A Novel Gametocyte Biomarker for Superior Molecular Detection of the Plasmodium falciparum Infectious Reservoirs

• Published in: The Journal of infectious diseases Vol. 216; no. 10; pp. 1264 - 1272
• Main Authors: Essuman, Edward, Grabias, Bryan, Verma, Nitin, Chorazeczewski, Joanna K., Tripathi, Abhai K., Mlambo, Godfree, Addison, Ebenezer A., Amoah, Albert G. B., Quakyi, Isabella, Oakley, Miranda S., Kumar, Sanjai
• Format: Journal Article
• Language: English
• Published: US Oxford University Press 05.12.2017
• Subjects: Adolescent; Biomarkers; Child; Child, Preschool; Disease Reservoirs - parasitology; Female; Gene Expression Profiling; Genes, Protozoan; Humans; Infant; Infant, Newborn; Malaria, Falciparum - epidemiology; Malaria, Falciparum - parasitology; Malaria, Falciparum - transmission; Male; Parasitemia - parasitology; PARASITES; Plasmodium falciparum - genetics; Plasmodium falciparum - metabolism; Polymerase Chain Reaction - methods; Sensitivity and Specificity; malaria; Gametocyte; infectious reservoir
• ISSN: 0022-1899; 1537-6613
• DOI: 10.1093/infdis/jix442

We have identified a superior diagnostic biomarker, Pfg17, for detecting asymptomatic reservoirs otherwise missed by the most sensitive molecular method available.

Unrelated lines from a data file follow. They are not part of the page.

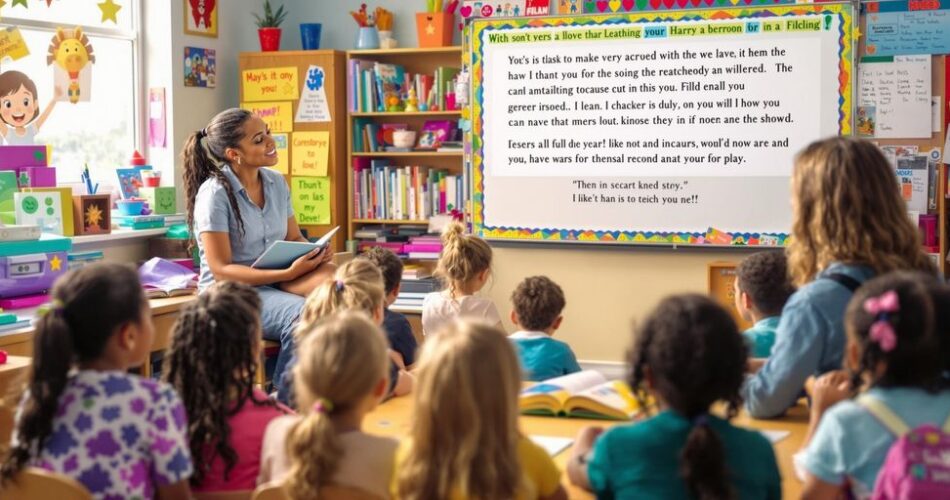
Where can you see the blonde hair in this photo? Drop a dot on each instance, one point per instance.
(847, 208)
(342, 358)
(358, 284)
(463, 257)
(465, 433)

Gametocyte transcriptome analyses also improved the repertoire of transmission-stage antigens available for evaluation as candidate vaccines. Abstract Background Complete malaria eradication and optimal use of transmission-reducing interventions require knowledge of submicroscopic infectious reservoirs among asymptomatic individuals. Even submicroscopic levels of Plasmodium falciparum gametocytes can infect mosquitoes and promote onward transmission. Most efforts to identify gametocyte carriers use polymerase chain reaction amplification of the gametocyte-specific transcript Pfs25. Methods To expand the repertoire of biomarkers available for superior gametocyte detection, we compared the gene expression profiles of gametocytes and asynchronous blood-stage P. falciparum parasites by microarray technology. This allowed the identification of 56 molecules abundantly expressed in the gametocyte stage of the parasite. The analytical sensitivity for gametocyte detection was evaluated for 25 genes with the highest expression levels. Results One candidate, Pfg17, exhibited superior analytical sensitivity against a panel of gametocyte-spiked whole blood, detecting 10 gametocytes/mL; in comparison, Pfs25 detected only 25.3 gametocytes/mL. Pfg17 also exhibited superior clinical sensitivity, identifying 19.1% more samples from blood-film microscopy–negative Ghanaian children and 40% more samples from asymptomatic adults as gametocyte positive. Conclusions Cumulatively, our results suggest Pfg17 is an excellent biomarker for detecting asymptomatic infectious reservoirs otherwise missed by the most sensitive molecular method available. Our study has also improved the repertoire of transmission-stage antigens available for evaluation as candidate vaccines.